Probabilities (first 3 rows):


Unnamed: 0,0,1
8,0.988723,0.011277
70,0.012735,0.987265
82,0.000183,0.999817



## 7) Save & Load the Model

AutoGluon models are saved under the `path` you provided. You can reload them later and do inference without retraining.


In [9]:

# ─────────────────────────────────────────
# 💾 Save & Reload
# ─────────────────────────────────────────
print("Model directory:", predictor.path)

# Reload
reloaded = MultiModalPredictor.load(predictor.path)

# Sanity-check prediction equals (or is close to) the original predictor on same data
reloaded_preds = reloaded.predict(test_data)
print("Reloaded predictions match shape:", reloaded_preds.shape == preds.shape)


Model directory: /content/automm_petfinder_model


Load pretrained checkpoint: /content/automm_petfinder_model/model.ckpt
INFO: 💡 Tip: For seamless cloud uploads and versioning, try installing [litmodels](https://pypi.org/project/litmodels/) to enable LitModelCheckpoint, which syncs automatically with the Lightning model registry.


Predicting: |          | 0/? [00:00<?, ?it/s]

Reloaded predictions match shape: True



## 8) (Optional) Advanced Tips & Tweaks

- **Increase `time_limit`** for better results.
- Use `hyperparameters` to control model families / backbones.
- Try **data subsampling** for faster iteration during prototyping.
- Use `eval_metric` to pick a specific metric aligned with your goal.
- Explore `.fit_summary()` for training details and artifacts.


In [10]:

# Example: show a compact fit summary (if available)
try:
    summary = predictor.fit_summary()
    if isinstance(summary, dict):
        print("fit_summary keys:", list(summary.keys()))
    else:
        print(summary)
except Exception as e:
    print("fit_summary not available or failed:", e)

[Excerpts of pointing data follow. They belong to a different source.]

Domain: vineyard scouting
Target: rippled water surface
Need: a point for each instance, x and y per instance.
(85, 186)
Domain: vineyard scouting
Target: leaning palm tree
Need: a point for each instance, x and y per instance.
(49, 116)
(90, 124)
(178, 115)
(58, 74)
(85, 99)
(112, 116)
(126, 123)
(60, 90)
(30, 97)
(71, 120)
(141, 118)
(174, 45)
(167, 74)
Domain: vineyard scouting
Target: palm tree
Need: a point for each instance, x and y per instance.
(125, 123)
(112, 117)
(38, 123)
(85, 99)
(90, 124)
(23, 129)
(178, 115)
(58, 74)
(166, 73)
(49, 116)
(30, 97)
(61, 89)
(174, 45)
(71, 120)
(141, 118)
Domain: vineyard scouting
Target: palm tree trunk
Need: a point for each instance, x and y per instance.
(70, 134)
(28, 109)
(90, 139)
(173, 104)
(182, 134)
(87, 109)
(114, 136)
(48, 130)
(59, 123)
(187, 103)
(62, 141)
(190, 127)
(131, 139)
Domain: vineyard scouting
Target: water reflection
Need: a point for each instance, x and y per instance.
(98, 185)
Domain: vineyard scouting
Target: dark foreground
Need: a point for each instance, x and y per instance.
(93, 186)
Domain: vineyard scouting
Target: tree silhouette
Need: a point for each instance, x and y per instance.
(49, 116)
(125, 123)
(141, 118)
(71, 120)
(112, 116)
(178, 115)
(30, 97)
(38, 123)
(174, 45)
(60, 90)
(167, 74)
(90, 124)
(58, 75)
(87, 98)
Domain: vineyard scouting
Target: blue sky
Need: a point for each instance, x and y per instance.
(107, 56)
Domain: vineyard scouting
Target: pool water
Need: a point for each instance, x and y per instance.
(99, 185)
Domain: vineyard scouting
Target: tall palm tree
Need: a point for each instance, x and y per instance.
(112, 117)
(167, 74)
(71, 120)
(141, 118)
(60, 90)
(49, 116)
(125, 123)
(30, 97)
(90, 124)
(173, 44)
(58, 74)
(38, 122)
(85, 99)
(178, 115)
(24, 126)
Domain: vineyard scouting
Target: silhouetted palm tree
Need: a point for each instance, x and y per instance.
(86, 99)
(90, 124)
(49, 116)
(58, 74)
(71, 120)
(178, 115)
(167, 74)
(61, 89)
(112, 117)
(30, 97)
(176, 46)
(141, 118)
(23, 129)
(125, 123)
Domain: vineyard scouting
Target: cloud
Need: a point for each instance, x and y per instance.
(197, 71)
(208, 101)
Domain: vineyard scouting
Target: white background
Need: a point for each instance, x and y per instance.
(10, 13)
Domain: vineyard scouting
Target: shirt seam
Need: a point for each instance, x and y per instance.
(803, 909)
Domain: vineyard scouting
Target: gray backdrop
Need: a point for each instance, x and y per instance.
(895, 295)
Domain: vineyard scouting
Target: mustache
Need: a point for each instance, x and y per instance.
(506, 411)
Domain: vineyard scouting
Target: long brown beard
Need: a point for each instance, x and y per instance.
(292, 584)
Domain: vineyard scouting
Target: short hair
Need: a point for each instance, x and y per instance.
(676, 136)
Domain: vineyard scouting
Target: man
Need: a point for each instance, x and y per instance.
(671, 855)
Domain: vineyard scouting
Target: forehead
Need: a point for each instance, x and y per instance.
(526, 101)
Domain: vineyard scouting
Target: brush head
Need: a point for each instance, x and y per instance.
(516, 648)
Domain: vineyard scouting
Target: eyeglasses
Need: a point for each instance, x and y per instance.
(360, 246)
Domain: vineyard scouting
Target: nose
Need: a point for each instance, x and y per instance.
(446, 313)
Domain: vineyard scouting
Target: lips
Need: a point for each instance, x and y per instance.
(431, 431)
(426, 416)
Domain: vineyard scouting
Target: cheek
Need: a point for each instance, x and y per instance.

fit_summary keys: ['val_roc_auc', 'training_time']



---

### ✅ You’re Done!
You trained, evaluated, predicted, and saved a **multimodal** model with images, text, and tabular features using **AutoGluon**.

**Next ideas:**
- Swap in your own dataset with similar columns (image paths + text + tabular + label).
- Tune hyperparameters and increase training time for higher accuracy.
- Export embeddings with `predictor.extract_embedding(...)` for downstream tasks.